While shadowing the collaborating teams, Bisgrove was particularly struck by the pets he encountered.

“It was amazing to see how well behaved, how well taken care of, and how beloved these animals were,” he said.

Bisgrove got to talking with the Midwestern veterinary students about starting a project that used veterinary data they were already collecting on unhoused pets. He realized that by studying the subject, he might be able to do some good.

“I thought it would be a way to use the skills that I’ve developed ... to advocate for a change that was going to be really beneficial to people,” he said.

Thus, Bisgrove took the lead in starting a new collaborative project in which researchers from across the universities plan to conduct interviews with unhoused pet owners to understand their experiences, and pair those interviews with health data on owners and their pets to be able to better serve their needs. 
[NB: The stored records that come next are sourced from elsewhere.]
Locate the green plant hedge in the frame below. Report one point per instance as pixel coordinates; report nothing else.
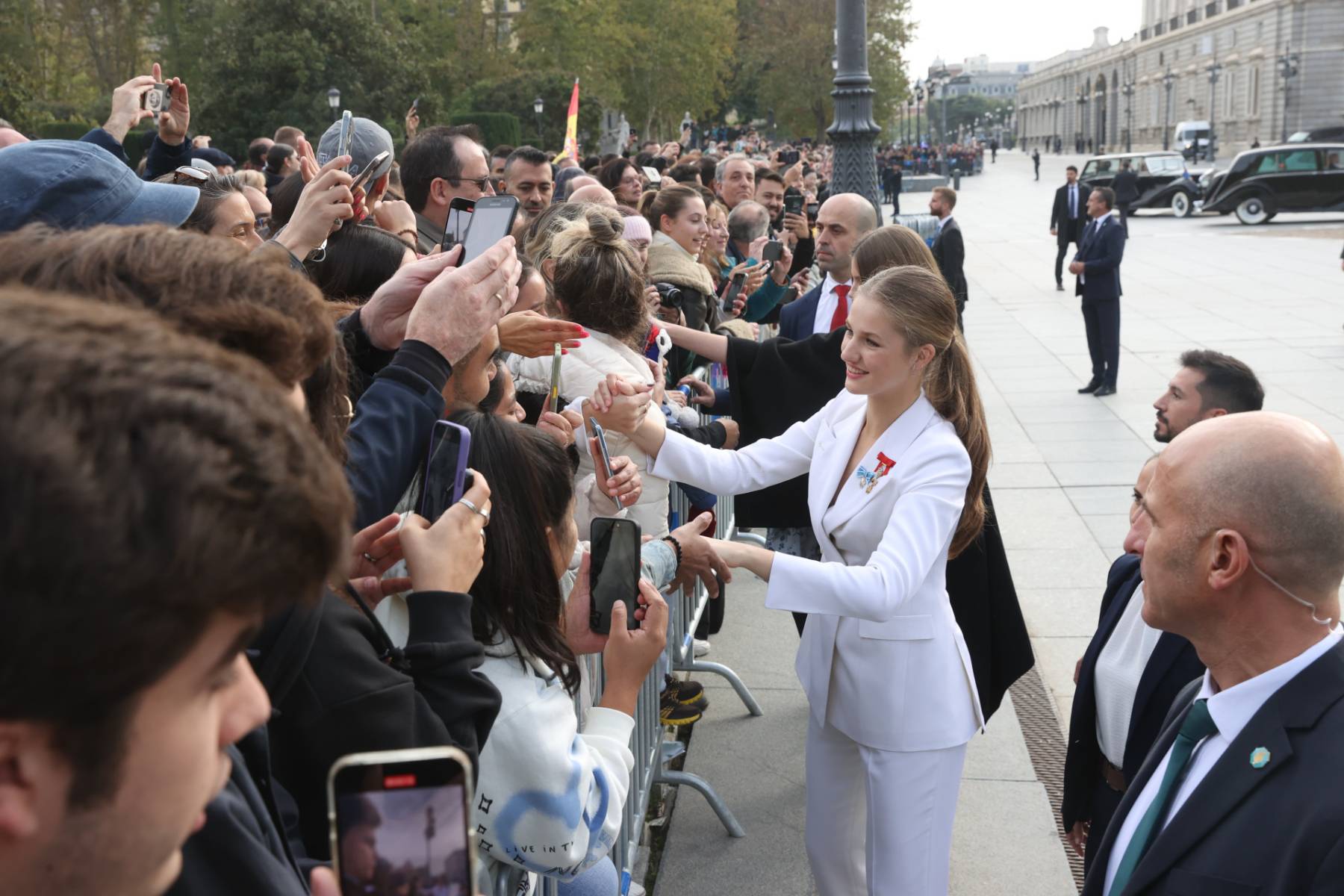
(497, 127)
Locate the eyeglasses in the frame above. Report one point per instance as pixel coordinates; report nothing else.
(190, 176)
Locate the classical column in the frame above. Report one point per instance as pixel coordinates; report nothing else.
(853, 131)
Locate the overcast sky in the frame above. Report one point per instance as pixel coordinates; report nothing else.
(1012, 31)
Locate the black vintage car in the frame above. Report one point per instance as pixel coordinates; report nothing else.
(1261, 183)
(1163, 180)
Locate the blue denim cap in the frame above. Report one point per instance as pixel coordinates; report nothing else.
(70, 186)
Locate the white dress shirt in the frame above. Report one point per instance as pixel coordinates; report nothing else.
(1116, 677)
(827, 304)
(1230, 709)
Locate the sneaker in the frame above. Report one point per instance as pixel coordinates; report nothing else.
(687, 692)
(676, 714)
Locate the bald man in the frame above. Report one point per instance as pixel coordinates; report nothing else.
(593, 193)
(1243, 556)
(841, 222)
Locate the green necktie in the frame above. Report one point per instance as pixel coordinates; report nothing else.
(1198, 726)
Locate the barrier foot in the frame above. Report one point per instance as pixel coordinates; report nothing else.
(730, 822)
(719, 669)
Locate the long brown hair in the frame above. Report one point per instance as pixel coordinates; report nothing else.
(922, 308)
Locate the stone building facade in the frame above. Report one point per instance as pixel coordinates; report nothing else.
(1218, 60)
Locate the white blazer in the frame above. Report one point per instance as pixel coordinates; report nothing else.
(882, 659)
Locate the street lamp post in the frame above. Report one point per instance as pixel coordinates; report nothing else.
(1169, 80)
(853, 131)
(1287, 70)
(1214, 70)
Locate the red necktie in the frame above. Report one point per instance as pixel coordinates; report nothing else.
(841, 314)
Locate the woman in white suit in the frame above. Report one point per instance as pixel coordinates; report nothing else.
(897, 467)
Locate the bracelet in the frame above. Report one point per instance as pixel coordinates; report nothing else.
(676, 546)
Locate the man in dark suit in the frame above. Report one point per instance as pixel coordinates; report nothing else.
(1238, 794)
(949, 249)
(841, 222)
(1097, 267)
(1066, 220)
(1127, 193)
(1125, 684)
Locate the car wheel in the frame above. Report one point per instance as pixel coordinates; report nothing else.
(1253, 211)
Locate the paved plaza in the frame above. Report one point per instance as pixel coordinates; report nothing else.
(1065, 464)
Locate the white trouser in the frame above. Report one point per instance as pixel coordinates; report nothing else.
(880, 821)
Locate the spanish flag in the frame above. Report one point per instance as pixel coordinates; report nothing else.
(571, 128)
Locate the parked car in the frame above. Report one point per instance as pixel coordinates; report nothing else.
(1163, 180)
(1331, 134)
(1261, 183)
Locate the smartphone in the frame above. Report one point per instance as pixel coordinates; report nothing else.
(156, 100)
(605, 460)
(402, 812)
(730, 299)
(492, 220)
(615, 571)
(458, 217)
(553, 398)
(347, 134)
(374, 164)
(445, 469)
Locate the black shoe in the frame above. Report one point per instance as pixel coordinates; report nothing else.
(676, 714)
(687, 692)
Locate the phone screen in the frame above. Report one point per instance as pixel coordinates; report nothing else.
(456, 227)
(615, 571)
(399, 821)
(492, 220)
(445, 470)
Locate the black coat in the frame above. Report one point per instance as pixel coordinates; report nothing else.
(949, 250)
(1171, 667)
(809, 374)
(1068, 228)
(1276, 830)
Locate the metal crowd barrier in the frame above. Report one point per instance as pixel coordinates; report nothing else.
(653, 753)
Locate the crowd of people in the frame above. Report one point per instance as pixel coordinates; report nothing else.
(221, 388)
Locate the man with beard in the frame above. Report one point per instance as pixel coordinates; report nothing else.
(1207, 385)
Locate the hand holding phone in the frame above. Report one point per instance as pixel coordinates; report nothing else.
(402, 808)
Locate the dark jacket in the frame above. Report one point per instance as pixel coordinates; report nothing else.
(949, 250)
(796, 317)
(1276, 830)
(808, 374)
(1127, 187)
(1172, 664)
(1068, 228)
(1101, 250)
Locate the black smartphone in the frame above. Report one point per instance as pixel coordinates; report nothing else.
(402, 812)
(492, 220)
(604, 458)
(730, 299)
(445, 477)
(458, 218)
(615, 571)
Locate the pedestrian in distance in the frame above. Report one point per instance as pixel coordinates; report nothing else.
(1127, 193)
(1097, 267)
(1066, 220)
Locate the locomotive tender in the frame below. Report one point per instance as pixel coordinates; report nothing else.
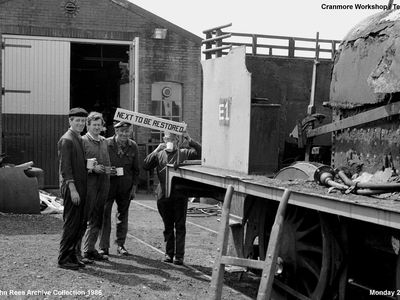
(334, 245)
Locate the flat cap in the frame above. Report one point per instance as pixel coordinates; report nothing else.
(121, 124)
(77, 112)
(170, 135)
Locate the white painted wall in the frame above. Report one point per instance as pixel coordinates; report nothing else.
(226, 146)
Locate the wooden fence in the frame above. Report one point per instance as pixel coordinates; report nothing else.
(217, 42)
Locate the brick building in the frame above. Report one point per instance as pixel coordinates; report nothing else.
(96, 54)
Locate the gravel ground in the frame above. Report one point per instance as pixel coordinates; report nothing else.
(29, 249)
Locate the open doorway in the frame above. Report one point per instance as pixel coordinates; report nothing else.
(98, 71)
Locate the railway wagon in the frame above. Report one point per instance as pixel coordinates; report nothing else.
(338, 241)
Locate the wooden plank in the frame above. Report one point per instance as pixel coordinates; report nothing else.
(242, 262)
(223, 236)
(217, 49)
(216, 38)
(268, 275)
(216, 28)
(359, 119)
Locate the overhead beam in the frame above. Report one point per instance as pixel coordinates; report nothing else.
(359, 119)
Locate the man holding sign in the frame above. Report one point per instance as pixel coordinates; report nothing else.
(173, 209)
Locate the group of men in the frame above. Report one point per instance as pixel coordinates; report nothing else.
(89, 192)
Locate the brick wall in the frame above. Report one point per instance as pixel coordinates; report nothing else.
(176, 58)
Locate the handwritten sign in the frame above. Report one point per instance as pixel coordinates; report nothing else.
(149, 121)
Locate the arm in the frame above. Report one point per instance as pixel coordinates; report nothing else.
(194, 152)
(135, 165)
(65, 152)
(151, 160)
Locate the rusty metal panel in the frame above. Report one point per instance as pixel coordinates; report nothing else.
(36, 76)
(226, 112)
(367, 66)
(264, 139)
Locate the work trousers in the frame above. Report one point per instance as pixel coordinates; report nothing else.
(173, 213)
(97, 192)
(72, 229)
(120, 193)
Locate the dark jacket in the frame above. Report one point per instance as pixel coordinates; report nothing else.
(72, 163)
(160, 160)
(129, 161)
(96, 149)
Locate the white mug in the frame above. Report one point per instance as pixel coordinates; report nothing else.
(91, 162)
(169, 146)
(120, 171)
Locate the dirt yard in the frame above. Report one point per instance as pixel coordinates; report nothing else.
(29, 249)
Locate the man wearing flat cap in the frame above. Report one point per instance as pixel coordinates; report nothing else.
(124, 157)
(173, 209)
(73, 179)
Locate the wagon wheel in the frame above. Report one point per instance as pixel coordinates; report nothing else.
(305, 256)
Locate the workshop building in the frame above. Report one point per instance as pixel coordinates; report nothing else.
(96, 54)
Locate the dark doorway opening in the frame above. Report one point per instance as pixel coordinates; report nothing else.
(97, 73)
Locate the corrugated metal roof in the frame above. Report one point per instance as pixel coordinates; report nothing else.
(156, 19)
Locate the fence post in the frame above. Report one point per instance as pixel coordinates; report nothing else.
(254, 44)
(291, 47)
(208, 44)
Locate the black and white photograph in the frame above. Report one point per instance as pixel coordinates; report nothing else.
(196, 150)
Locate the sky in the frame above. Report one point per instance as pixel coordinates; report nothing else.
(272, 17)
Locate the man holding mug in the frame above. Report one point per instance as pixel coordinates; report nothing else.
(172, 209)
(73, 178)
(96, 150)
(124, 157)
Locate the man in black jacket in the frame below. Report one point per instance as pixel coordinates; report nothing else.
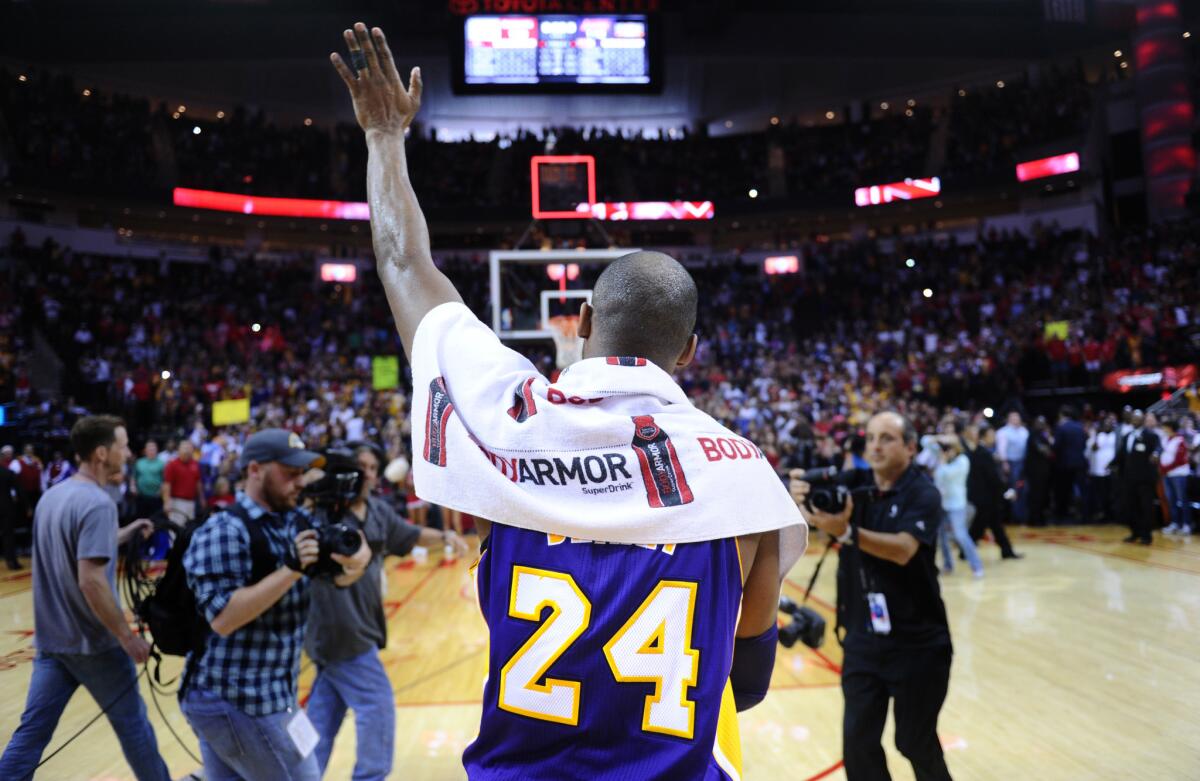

This is the first of Bisgrove’s papers that will come out on this topic. His work, along with the collaborative project he’s helped launch, aims to produce more evidence that unhoused people have every ability and right to have pets, as much as anyone else. He hopes his work will one day create policies that provide better care for the thousands of unhoused pets owners in the United States and the pets they love so dearly.